É estranho Marcelo, eleito pela direita, ter sido um esteio de um governo que essa mesma direita continua a ver como pouco natural? Não tinha de ter sido assim, mas foi o caminho que escolheu, e que o enredou. Os sinais dos últimos dias, mostrando que a geringonça pode desentender-se mais depressa do que todos passaram a assumir depois da aprovação do último orçamento, devem ter feito soar os alarmes em Belém. Marcelo não quer, pelo menos para já, uma crise. Até porque sabe que são as crises que verdadeiramente desgastam os Presidentes, e ele quer continuar a ser amado, beijado e selfiezado.

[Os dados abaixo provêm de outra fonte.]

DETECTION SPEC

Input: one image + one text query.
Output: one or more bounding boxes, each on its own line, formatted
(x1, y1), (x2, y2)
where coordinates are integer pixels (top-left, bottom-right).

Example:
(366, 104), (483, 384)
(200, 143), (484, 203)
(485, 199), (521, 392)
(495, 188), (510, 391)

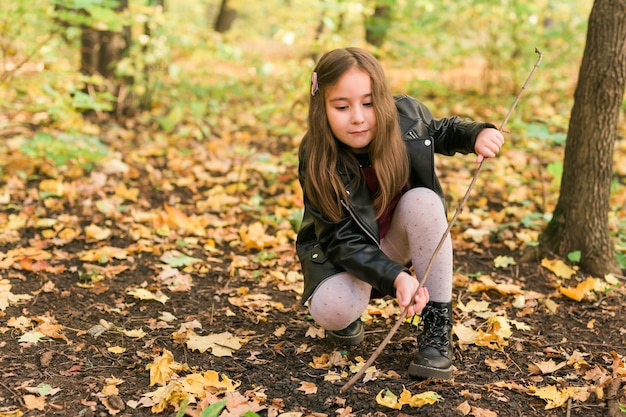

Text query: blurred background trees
(0, 0), (624, 276)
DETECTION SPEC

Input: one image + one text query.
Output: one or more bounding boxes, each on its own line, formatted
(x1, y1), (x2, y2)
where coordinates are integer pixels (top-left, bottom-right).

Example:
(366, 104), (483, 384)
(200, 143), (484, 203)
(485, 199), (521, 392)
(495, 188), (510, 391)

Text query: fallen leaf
(376, 389), (402, 410)
(494, 255), (516, 268)
(297, 381), (317, 395)
(0, 279), (33, 311)
(529, 359), (567, 375)
(23, 394), (46, 411)
(541, 258), (576, 279)
(185, 331), (242, 356)
(470, 406), (498, 417)
(126, 288), (169, 304)
(147, 349), (187, 386)
(559, 277), (595, 301)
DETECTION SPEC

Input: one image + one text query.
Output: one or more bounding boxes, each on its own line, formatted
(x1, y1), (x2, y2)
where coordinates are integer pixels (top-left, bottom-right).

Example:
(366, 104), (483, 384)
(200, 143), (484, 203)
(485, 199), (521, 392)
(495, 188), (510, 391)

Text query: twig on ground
(340, 48), (544, 394)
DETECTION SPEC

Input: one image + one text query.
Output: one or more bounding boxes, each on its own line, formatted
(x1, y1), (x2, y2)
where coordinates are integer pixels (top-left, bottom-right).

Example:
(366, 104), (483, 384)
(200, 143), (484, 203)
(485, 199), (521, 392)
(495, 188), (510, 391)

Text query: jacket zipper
(341, 196), (380, 247)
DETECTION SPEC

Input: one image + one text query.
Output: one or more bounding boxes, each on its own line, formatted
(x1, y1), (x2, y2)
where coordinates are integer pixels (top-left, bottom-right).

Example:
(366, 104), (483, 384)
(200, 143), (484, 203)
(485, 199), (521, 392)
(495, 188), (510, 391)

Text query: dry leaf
(185, 331), (242, 356)
(541, 258), (576, 279)
(297, 381), (317, 395)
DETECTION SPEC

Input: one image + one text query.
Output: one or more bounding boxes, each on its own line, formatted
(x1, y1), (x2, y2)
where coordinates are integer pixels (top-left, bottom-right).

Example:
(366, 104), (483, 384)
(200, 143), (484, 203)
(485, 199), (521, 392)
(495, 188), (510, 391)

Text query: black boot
(408, 301), (453, 379)
(326, 320), (364, 346)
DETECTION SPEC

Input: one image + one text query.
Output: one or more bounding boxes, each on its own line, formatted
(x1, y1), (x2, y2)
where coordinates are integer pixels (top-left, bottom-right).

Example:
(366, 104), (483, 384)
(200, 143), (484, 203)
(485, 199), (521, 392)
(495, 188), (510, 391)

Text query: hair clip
(311, 71), (319, 97)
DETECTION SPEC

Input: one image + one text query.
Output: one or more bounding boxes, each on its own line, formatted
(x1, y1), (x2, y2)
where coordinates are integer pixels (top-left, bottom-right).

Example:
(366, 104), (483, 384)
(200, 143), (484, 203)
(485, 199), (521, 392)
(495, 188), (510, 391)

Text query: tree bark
(540, 0), (625, 276)
(365, 4), (391, 48)
(214, 0), (237, 33)
(80, 0), (129, 80)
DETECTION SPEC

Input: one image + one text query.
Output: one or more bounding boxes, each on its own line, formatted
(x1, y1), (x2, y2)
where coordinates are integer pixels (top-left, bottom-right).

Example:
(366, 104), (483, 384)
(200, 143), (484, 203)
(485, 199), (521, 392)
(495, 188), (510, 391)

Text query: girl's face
(324, 67), (377, 153)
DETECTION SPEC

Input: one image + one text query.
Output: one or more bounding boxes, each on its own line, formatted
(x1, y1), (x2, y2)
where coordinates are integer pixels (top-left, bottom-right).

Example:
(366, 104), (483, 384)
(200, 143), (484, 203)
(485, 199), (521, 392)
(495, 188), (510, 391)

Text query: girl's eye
(363, 102), (373, 107)
(335, 106), (348, 110)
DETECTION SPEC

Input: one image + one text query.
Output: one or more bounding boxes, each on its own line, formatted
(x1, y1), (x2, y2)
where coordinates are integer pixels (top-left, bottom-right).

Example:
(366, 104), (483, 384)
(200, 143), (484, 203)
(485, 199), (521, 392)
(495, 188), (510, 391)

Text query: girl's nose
(351, 108), (364, 124)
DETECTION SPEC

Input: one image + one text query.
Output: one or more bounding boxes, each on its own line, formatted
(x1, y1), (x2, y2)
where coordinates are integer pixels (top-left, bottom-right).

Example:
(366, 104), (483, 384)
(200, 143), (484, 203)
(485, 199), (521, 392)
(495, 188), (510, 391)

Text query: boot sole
(325, 324), (364, 346)
(408, 362), (453, 379)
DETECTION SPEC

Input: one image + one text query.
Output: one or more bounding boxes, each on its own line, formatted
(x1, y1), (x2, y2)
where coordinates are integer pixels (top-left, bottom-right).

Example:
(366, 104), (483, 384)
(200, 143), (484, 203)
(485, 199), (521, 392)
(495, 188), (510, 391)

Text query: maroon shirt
(357, 154), (402, 239)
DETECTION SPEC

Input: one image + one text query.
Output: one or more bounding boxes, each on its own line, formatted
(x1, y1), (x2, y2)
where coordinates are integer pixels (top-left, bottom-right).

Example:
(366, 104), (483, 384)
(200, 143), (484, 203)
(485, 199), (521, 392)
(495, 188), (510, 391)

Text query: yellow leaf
(404, 390), (441, 407)
(18, 331), (47, 344)
(529, 359), (567, 375)
(239, 222), (278, 250)
(78, 246), (128, 262)
(147, 349), (186, 386)
(185, 331), (242, 356)
(529, 385), (588, 410)
(0, 279), (33, 311)
(121, 328), (146, 338)
(468, 275), (523, 295)
(85, 224), (112, 241)
(457, 300), (490, 313)
(559, 277), (595, 301)
(39, 179), (65, 197)
(541, 258), (576, 279)
(453, 323), (478, 346)
(180, 370), (240, 396)
(544, 298), (559, 313)
(127, 288), (169, 304)
(107, 346), (126, 354)
(494, 255), (516, 268)
(0, 409), (24, 417)
(376, 389), (402, 410)
(115, 182), (139, 202)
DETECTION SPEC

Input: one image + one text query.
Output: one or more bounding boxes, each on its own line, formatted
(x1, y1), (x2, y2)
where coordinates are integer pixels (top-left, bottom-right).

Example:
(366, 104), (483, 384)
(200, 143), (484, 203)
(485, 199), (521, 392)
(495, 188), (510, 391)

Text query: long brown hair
(299, 47), (409, 223)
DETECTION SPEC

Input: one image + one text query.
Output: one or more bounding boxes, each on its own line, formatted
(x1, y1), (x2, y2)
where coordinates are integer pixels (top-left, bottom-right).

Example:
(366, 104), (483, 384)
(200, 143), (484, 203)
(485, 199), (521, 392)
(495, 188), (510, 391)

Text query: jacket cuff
(381, 265), (412, 298)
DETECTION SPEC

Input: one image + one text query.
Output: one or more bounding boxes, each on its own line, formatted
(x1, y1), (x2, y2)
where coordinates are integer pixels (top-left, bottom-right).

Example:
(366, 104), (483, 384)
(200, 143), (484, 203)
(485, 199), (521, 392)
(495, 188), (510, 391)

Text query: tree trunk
(80, 0), (129, 80)
(540, 0), (625, 276)
(214, 0), (237, 33)
(365, 5), (391, 47)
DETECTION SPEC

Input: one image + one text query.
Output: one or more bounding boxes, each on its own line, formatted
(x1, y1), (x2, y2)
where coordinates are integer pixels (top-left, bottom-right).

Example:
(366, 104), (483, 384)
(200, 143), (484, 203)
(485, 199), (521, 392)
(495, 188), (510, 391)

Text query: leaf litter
(0, 67), (625, 417)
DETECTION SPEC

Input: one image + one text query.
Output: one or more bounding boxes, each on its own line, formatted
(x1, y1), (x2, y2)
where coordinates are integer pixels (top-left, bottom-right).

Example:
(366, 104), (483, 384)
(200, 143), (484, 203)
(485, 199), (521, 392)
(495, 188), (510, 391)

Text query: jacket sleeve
(299, 169), (408, 298)
(429, 116), (496, 156)
(395, 95), (496, 156)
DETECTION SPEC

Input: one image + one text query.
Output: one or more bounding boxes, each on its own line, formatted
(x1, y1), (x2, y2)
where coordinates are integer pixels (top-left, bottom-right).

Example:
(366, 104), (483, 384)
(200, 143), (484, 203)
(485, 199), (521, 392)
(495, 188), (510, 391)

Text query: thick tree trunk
(365, 5), (391, 47)
(540, 0), (625, 275)
(214, 0), (237, 33)
(80, 0), (129, 79)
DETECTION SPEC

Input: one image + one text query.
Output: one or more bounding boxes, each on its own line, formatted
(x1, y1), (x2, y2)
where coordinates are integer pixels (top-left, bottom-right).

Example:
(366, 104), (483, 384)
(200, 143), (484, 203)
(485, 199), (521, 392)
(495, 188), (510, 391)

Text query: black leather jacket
(296, 95), (495, 304)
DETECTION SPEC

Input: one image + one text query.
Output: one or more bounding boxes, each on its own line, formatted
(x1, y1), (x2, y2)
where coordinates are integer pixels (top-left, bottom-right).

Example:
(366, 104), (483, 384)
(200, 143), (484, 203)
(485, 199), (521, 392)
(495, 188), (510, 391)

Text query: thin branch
(340, 48), (544, 394)
(0, 30), (59, 85)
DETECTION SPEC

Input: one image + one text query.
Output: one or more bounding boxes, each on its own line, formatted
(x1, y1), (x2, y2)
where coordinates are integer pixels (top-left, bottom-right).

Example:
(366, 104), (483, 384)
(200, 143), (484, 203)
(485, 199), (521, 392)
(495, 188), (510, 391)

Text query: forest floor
(0, 124), (626, 417)
(1, 99), (625, 417)
(1, 210), (625, 417)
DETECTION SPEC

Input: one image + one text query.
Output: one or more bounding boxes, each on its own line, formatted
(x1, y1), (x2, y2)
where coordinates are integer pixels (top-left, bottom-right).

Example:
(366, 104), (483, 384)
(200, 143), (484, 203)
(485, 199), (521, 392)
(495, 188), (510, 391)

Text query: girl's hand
(475, 128), (505, 163)
(394, 272), (429, 318)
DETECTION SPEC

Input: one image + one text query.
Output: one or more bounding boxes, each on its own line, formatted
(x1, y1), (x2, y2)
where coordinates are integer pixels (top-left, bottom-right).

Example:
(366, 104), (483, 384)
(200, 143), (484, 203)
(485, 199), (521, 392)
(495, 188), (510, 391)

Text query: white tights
(308, 187), (453, 330)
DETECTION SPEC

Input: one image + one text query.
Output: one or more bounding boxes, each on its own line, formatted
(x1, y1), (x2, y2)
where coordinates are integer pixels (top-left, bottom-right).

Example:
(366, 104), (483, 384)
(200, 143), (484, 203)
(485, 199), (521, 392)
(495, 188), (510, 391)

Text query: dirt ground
(1, 235), (625, 417)
(0, 128), (625, 417)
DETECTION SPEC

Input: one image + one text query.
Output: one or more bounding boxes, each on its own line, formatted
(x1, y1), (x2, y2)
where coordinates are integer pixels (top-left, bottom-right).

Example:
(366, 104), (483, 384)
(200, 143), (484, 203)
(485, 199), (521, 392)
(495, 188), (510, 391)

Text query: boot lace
(417, 305), (452, 352)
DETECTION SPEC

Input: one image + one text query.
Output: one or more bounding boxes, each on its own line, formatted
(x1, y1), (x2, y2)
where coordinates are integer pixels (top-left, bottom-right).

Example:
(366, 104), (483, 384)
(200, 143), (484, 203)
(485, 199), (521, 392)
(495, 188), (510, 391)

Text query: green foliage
(20, 132), (109, 171)
(522, 123), (567, 145)
(567, 250), (581, 263)
(53, 0), (128, 31)
(199, 401), (226, 417)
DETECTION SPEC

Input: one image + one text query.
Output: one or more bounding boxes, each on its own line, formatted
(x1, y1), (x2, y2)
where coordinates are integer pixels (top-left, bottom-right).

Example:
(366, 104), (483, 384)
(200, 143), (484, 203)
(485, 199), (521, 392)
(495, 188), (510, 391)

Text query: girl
(296, 47), (504, 380)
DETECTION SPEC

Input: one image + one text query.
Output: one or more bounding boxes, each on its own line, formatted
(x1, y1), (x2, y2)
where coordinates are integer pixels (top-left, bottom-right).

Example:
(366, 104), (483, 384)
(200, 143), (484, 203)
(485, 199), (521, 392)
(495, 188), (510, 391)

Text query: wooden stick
(340, 48), (544, 394)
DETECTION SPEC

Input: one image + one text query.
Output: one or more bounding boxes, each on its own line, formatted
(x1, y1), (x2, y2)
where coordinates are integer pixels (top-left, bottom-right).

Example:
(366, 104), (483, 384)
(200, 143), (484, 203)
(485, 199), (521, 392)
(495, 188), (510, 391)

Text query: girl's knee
(399, 187), (445, 213)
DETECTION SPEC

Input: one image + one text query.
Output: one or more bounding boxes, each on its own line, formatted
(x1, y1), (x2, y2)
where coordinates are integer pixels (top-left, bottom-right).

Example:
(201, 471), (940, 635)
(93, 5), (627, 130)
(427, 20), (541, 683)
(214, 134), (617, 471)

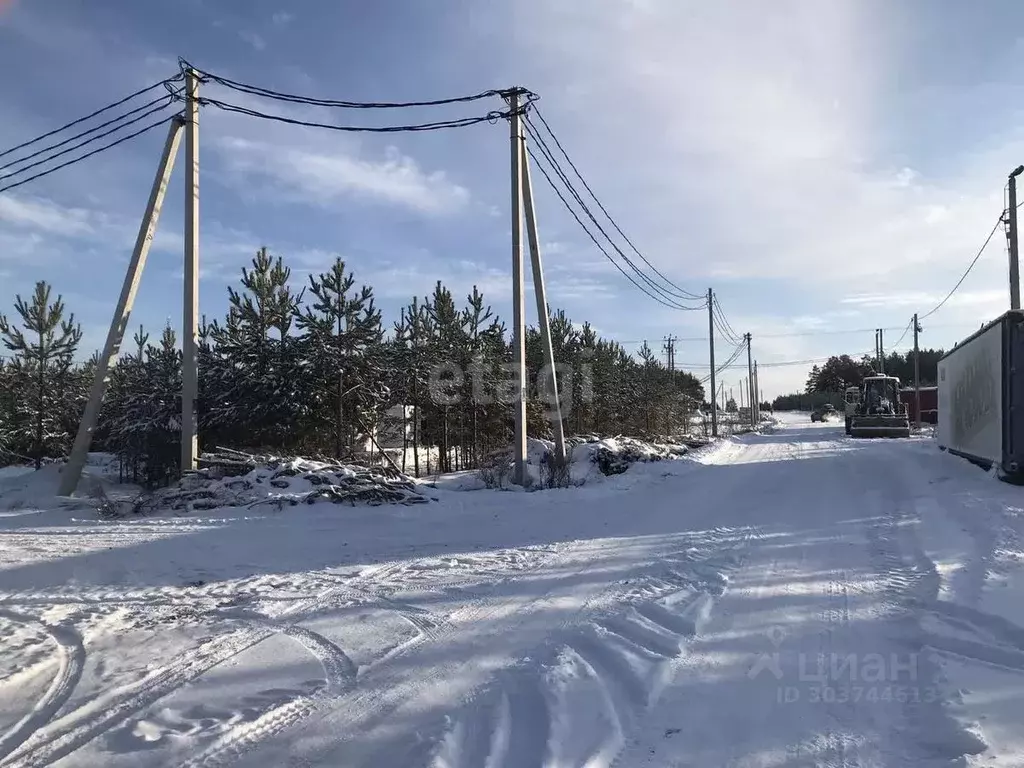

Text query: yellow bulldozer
(848, 375), (911, 438)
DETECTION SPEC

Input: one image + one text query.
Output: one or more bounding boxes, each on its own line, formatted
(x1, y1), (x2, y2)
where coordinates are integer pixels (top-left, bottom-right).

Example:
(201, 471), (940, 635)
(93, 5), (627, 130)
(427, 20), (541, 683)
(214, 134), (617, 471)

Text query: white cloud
(238, 30), (267, 51)
(272, 11), (294, 26)
(0, 195), (95, 237)
(216, 137), (471, 215)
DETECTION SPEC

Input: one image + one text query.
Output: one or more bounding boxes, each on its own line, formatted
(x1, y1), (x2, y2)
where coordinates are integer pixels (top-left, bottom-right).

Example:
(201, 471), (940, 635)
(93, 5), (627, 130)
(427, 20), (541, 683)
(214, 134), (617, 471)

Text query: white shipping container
(938, 316), (1004, 466)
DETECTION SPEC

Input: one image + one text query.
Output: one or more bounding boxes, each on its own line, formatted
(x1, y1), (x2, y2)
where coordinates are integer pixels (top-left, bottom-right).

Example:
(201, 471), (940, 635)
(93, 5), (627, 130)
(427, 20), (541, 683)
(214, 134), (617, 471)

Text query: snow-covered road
(1, 415), (1023, 766)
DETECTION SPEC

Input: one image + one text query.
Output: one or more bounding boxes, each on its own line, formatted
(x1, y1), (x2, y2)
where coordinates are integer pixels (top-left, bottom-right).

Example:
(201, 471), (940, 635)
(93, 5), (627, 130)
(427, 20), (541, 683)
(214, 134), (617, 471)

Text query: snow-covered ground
(0, 413), (1022, 766)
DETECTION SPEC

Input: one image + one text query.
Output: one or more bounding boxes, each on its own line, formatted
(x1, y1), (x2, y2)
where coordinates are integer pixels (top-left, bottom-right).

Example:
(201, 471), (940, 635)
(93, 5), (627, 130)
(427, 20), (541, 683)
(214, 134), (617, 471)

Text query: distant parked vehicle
(811, 404), (837, 422)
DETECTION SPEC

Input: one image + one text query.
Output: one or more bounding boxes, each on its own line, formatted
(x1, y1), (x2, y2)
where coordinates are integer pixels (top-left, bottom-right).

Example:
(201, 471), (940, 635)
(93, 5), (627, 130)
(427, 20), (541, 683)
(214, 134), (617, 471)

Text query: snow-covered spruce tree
(101, 325), (183, 487)
(635, 341), (659, 435)
(0, 282), (82, 468)
(460, 286), (504, 469)
(571, 322), (597, 434)
(0, 359), (13, 465)
(97, 328), (150, 482)
(207, 248), (305, 451)
(393, 296), (434, 475)
(423, 281), (465, 473)
(295, 257), (383, 459)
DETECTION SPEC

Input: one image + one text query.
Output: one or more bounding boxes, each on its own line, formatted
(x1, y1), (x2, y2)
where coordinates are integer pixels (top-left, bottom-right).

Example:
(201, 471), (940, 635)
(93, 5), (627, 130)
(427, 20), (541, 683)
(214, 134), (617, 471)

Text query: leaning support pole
(520, 131), (567, 467)
(509, 89), (528, 485)
(58, 117), (185, 496)
(182, 67), (200, 473)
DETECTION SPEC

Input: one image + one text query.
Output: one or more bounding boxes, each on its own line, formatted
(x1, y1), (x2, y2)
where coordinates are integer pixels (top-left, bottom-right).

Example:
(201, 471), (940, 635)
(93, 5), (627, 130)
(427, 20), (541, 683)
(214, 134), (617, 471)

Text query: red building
(900, 386), (938, 424)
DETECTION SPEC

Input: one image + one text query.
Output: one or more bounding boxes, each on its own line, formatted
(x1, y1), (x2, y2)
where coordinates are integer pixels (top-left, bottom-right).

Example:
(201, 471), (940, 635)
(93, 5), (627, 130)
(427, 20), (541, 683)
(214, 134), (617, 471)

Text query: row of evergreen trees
(770, 350), (945, 410)
(0, 248), (707, 485)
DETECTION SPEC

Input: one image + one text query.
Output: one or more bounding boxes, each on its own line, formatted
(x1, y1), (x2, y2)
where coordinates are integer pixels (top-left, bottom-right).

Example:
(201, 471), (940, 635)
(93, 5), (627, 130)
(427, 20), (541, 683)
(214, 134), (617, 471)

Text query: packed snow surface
(1, 413), (1023, 766)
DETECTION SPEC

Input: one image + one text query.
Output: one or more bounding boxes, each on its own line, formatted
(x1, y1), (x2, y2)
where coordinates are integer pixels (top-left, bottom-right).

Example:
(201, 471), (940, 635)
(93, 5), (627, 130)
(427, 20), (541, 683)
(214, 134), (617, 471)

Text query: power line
(183, 58), (530, 110)
(711, 297), (743, 345)
(524, 117), (706, 310)
(523, 123), (705, 310)
(888, 317), (914, 350)
(0, 75), (181, 162)
(0, 114), (180, 195)
(0, 95), (179, 183)
(919, 214), (1003, 320)
(526, 145), (703, 312)
(528, 106), (704, 301)
(198, 97), (507, 133)
(0, 91), (179, 175)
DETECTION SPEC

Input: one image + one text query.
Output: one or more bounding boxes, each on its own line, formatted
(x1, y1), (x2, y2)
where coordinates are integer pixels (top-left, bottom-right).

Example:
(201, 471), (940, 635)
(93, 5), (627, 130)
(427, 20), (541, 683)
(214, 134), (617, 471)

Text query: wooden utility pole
(509, 89), (528, 484)
(182, 66), (200, 473)
(520, 129), (566, 467)
(1009, 165), (1023, 310)
(59, 118), (185, 496)
(745, 333), (755, 429)
(707, 288), (718, 437)
(913, 313), (921, 429)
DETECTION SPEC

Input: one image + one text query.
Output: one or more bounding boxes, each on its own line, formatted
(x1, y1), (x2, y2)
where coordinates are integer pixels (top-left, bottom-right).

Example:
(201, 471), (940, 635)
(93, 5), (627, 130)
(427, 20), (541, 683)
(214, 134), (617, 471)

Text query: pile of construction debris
(123, 449), (429, 516)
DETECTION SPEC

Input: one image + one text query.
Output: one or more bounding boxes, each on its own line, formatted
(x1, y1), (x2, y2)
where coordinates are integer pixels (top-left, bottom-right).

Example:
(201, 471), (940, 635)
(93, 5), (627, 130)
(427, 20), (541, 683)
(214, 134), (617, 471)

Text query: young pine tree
(0, 282), (82, 468)
(296, 257), (383, 459)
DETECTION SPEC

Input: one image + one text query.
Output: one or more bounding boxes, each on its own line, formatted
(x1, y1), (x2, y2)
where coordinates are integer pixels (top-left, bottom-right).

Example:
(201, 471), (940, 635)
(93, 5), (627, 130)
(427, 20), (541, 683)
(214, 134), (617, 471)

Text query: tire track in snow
(175, 621), (356, 768)
(0, 613), (84, 764)
(428, 557), (721, 768)
(0, 588), (342, 768)
(167, 550), (533, 768)
(861, 485), (988, 763)
(916, 600), (1024, 674)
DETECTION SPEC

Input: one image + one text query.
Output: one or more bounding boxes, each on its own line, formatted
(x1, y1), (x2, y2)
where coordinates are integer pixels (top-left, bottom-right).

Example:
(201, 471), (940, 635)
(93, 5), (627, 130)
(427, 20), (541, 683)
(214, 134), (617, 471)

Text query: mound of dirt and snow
(467, 434), (701, 491)
(124, 453), (430, 516)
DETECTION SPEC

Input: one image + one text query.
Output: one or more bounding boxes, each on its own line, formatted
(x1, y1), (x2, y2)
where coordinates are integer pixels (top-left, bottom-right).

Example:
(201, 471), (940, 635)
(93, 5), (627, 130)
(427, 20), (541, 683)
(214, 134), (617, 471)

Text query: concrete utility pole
(745, 333), (755, 429)
(874, 329), (880, 370)
(707, 288), (718, 437)
(879, 328), (885, 374)
(1009, 165), (1024, 310)
(753, 360), (760, 425)
(509, 89), (528, 485)
(520, 129), (566, 467)
(913, 313), (921, 429)
(59, 118), (185, 496)
(663, 335), (677, 372)
(182, 66), (200, 473)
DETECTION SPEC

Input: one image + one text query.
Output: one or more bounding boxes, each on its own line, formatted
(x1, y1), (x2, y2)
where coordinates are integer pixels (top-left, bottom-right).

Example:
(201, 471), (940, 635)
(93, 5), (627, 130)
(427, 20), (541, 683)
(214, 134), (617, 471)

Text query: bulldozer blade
(849, 417), (911, 439)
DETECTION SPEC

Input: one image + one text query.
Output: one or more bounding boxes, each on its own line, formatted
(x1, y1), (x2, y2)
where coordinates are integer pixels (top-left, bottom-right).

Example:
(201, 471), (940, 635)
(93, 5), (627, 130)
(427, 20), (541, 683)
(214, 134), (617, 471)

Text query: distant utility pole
(663, 335), (677, 372)
(707, 288), (718, 437)
(753, 360), (760, 425)
(913, 313), (922, 429)
(1009, 165), (1024, 310)
(745, 333), (755, 429)
(879, 328), (885, 374)
(874, 329), (880, 370)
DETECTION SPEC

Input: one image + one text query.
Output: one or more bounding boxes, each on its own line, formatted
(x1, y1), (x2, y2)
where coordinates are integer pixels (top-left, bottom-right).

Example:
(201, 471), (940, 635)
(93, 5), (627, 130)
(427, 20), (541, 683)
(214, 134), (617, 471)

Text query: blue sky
(1, 0), (1023, 398)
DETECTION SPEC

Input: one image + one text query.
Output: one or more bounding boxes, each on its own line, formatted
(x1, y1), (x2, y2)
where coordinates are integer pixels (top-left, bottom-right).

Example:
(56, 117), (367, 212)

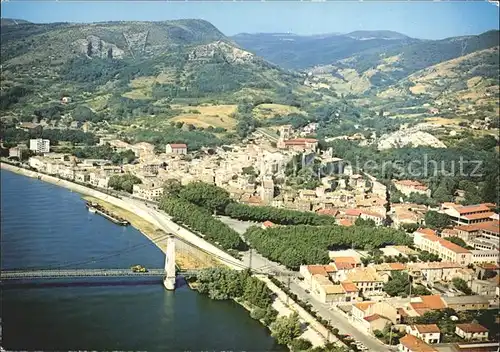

Mas com esta entrevista, ao tornar-se quase um alter ego de António Costa correu um risco: o inquilino de Belém deixou de estar apenas a dar ao primeiro-ministro as melhores condições para governar, mesmo que deixando avisos para mais tarde recordar (como as 39 notas que colocou no site da Presidência sobre outros tantos diplomas que mandou para publicação). Depois desta entrevista ele é também passou a ser mais do que o “explicador” das escolhas do vizinho de São Bento. Na verdade tornou-se no mesmo tipo de “optimista crónico e por vezes ligeiramente irritante”, para utilizar as suas palavras. Não era preciso. O país não tinha disso necessidade. Ao menos que ficasse pelos afectos, que são mais inofensivos.